Mature microRNAs (miRNAs) function by specifically binding the 3′ UTR of mRNA to interrupt mRNA translation, cause downregulation of protein expression through mRNA cleavage, or facilitate translational repression (Deng et al., 2016; Wang et al., 2016). miRNAs have been implicated in neurogenesis, neuronal degeneration, and memory function, and they are highly enriched in the brain. Initially identified in Caenorhabditis elegans, the lethal-7 (let-7) gene is a founding member of let-7 miRNAs and is highly conserved across species. Attention has been increasingly paid to the involvement of let-7 miRNAs in carcinogenesis and nerve damage, as let-7 miRNAs regulate neuronal cell fate and affect both neurodegeneration and neuronal regeneration (Lehmann et al., 2012; Boese et al., 2016). However, it is unknown whether let-7 miRNAs mediate neuroprotection under dexmedetomidine treatment conditions after lidocaine-induced injury.

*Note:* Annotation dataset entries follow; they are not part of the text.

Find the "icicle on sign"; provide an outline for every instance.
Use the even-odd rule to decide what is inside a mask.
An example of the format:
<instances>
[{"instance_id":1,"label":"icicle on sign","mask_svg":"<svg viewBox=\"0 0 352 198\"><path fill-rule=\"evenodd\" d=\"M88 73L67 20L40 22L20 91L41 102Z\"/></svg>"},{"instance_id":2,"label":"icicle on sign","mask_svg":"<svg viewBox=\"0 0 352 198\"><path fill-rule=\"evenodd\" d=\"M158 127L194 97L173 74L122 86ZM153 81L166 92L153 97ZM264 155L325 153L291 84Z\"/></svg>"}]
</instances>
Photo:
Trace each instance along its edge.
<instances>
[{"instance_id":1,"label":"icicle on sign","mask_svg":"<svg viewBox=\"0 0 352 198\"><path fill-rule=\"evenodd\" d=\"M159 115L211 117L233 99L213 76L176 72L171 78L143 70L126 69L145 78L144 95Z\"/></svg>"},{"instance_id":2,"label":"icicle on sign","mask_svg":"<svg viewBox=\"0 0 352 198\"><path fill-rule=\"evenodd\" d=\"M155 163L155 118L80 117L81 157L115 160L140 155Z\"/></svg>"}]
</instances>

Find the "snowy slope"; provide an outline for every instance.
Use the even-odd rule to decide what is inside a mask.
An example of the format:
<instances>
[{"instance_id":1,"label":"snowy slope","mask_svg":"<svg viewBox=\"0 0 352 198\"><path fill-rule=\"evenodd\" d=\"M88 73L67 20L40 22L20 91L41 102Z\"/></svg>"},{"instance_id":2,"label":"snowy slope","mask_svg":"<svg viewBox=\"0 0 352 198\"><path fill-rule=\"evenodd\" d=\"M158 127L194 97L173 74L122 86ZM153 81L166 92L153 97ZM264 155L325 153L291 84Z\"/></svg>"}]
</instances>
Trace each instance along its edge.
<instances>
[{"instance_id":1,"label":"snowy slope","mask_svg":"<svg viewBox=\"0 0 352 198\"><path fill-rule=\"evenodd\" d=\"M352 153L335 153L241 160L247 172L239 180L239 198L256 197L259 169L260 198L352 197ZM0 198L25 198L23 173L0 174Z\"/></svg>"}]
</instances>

In this study, we assessed the molecular mechanism of lidocaine-induced cytotoxicity and the role of miR-let-7b in differentiated PC12 cells. We found that miR-let-7b modulates the cellular expression of COL3A1 and contributes to cell proliferation, apoptosis, cycle, migration, and invasion in response to lidocaine.

Materials and Methods

Cell culture and drug treatment

A rat pheochromocytoma cell line (PC12) was supplied from American Type Culture Collection (Manassas, VA) and maintained in RPMI 1640 (Life Technologies, Grand Island, NY) with 10% heat-inactivated fetal bovine serum (GIBCO/BRL) at 37°C in a humidified atmosphere of 5% CO₂. To mimic the effects of cytotoxicity, 1 mM lidocaine was added to the medium for 24 h after diluting into single-cell suspensions and seeding in 12-well plates (1 × 10⁵ cells/mL). Then, PC12 cells were transfected with or without dexmedetomidine (10.0 μM), miR-let-7b mimics/NC (1 nM), miR-let-7b inhibitor (1 nM), and COL3A1-siRNA/NC (1 nM) (RIB Bio, Guangzhou, China) for another 48 h, by using Lipofectamine 2000 (Invitrogen). Subsequently, the RNA and protein were harvested at the specified times. Cells treated only with lidocaine were used as the control group.

Bioinformatics methods

The potential targets of miR-let-7b were obtained by using computer-aided algorithms from TargetScan and data from the literature. The online programs PicTar (http://pictar.mdc-berlin.de) and Tarbase (http://diana.cslab.ece.ntua.gr/tarbase) were used in combination with previous reports for predicting the target genes of miR-let-7b for further validation.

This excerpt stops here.